En tant qu'avocate au Barreau de Kinshasa/Matete, je vois tous les jours le fossé qui sépare le droit écrit de la réalité vécue. La RDC a certes révisé son Code de la famille pour donner à la femme davantage d'autonomie juridique. Mais dans la pratique, les obstacles demeurent.

Les femmes continuent de se heurter à la discrimination dans l'accès au crédit bancaire, dans l'héritage des terres et dans les tribunaux de commerce. Dans certaines zones rurales, la femme doit encore obtenir l'autorisation de son mari pour entreprendre des démarches juridiques simples.

Dans l'est du pays, les violences basées sur le genre atteignent des proportions alarmantes, souvent dans l'impunité la plus totale. Des milliers de femmes victimes de violences sexuelles n'ont jamais accès à la justice.

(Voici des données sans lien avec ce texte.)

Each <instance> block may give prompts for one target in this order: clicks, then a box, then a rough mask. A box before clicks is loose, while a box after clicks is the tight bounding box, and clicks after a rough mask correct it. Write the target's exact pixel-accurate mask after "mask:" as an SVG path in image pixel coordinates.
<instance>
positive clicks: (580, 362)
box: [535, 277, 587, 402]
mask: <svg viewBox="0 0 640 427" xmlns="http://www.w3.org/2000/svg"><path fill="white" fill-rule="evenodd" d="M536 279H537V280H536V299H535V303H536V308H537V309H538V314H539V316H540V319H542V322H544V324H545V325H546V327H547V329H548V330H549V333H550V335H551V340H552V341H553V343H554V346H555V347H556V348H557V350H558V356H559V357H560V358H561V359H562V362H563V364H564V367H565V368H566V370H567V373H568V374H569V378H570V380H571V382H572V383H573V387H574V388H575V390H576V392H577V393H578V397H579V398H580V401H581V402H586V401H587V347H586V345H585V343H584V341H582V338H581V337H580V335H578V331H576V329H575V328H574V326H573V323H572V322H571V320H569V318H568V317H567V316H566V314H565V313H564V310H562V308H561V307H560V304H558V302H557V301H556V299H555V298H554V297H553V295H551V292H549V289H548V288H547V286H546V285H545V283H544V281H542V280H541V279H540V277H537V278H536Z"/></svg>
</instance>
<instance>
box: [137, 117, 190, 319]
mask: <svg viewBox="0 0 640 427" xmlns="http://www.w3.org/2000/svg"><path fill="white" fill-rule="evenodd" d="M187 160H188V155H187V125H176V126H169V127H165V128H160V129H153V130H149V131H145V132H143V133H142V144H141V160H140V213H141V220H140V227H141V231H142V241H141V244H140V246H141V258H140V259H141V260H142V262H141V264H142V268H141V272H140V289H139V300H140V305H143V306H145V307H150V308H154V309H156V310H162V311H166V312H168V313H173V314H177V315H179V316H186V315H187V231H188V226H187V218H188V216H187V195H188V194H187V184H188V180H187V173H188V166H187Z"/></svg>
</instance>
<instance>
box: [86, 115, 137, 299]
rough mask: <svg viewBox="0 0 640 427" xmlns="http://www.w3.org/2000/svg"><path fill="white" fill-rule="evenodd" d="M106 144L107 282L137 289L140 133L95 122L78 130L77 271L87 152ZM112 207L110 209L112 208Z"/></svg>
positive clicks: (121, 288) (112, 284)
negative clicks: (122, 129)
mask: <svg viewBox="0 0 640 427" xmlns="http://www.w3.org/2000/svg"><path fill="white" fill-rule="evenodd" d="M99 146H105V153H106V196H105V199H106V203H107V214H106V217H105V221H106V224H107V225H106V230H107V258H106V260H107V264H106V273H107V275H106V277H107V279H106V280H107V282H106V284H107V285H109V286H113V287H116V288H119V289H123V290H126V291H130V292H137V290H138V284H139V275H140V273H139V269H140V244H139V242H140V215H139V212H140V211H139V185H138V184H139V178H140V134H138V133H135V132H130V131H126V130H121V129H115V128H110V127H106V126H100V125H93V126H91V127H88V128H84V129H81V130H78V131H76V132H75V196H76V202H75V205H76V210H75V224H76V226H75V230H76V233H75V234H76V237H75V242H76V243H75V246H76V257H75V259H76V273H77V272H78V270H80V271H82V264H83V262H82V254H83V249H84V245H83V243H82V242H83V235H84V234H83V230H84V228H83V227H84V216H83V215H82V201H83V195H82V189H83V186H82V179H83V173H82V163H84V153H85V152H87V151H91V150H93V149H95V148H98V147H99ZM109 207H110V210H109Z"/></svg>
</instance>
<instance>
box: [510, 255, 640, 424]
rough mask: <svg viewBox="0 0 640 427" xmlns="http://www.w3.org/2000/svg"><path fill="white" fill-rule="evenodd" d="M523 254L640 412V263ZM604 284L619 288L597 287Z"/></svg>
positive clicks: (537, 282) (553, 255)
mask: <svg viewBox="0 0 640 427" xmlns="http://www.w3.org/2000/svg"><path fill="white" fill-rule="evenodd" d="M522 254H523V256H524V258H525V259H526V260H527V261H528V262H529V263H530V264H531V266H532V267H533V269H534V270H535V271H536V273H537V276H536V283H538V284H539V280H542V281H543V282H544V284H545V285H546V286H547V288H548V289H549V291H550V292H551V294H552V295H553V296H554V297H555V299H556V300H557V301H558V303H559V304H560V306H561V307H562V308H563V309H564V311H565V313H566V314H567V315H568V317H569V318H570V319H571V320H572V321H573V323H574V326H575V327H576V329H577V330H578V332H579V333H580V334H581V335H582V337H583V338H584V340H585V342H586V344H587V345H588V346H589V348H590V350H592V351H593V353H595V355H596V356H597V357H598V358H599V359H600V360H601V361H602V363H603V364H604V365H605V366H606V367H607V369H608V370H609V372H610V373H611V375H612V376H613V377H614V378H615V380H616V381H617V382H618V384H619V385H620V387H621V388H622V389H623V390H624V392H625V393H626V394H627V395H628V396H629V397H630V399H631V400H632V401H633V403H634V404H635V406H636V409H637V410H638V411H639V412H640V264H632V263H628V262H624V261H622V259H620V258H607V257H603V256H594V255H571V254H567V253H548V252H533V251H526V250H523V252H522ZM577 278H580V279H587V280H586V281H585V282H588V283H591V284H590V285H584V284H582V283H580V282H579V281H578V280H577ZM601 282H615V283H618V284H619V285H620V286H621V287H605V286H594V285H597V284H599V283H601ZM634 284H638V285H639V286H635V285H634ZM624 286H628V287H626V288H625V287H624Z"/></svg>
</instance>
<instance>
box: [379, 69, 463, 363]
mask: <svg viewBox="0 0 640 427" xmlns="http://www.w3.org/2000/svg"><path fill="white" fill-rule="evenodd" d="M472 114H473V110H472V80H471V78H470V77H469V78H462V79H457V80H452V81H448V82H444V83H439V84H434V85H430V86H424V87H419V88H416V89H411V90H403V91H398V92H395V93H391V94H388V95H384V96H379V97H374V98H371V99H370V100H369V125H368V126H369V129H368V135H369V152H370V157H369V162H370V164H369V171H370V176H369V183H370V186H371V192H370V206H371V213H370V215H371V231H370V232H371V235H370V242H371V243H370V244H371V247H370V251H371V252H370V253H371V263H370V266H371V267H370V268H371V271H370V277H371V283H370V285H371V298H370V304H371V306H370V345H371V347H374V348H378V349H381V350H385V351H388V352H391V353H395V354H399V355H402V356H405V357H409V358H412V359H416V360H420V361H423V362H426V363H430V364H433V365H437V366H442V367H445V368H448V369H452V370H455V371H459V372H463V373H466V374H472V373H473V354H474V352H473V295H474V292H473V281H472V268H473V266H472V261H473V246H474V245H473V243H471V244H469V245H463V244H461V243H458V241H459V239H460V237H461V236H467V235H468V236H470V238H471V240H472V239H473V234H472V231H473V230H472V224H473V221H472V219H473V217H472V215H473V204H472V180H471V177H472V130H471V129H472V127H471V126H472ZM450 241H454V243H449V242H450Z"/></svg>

Mon engagement militant et juridique vise à combler cet écart :

  • Défendre des victimes devant les juridictions compétentes
  • Former des paralegals communautaires capables d'informer les femmes de leurs droits
  • Porter des propositions de loi concrètes au niveau parlementaire

Les droits des femmes ne sont pas une faveur accordée par la bonne volonté des hommes — ils sont une exigence constitutionnelle que nous devons faire respecter ensemble.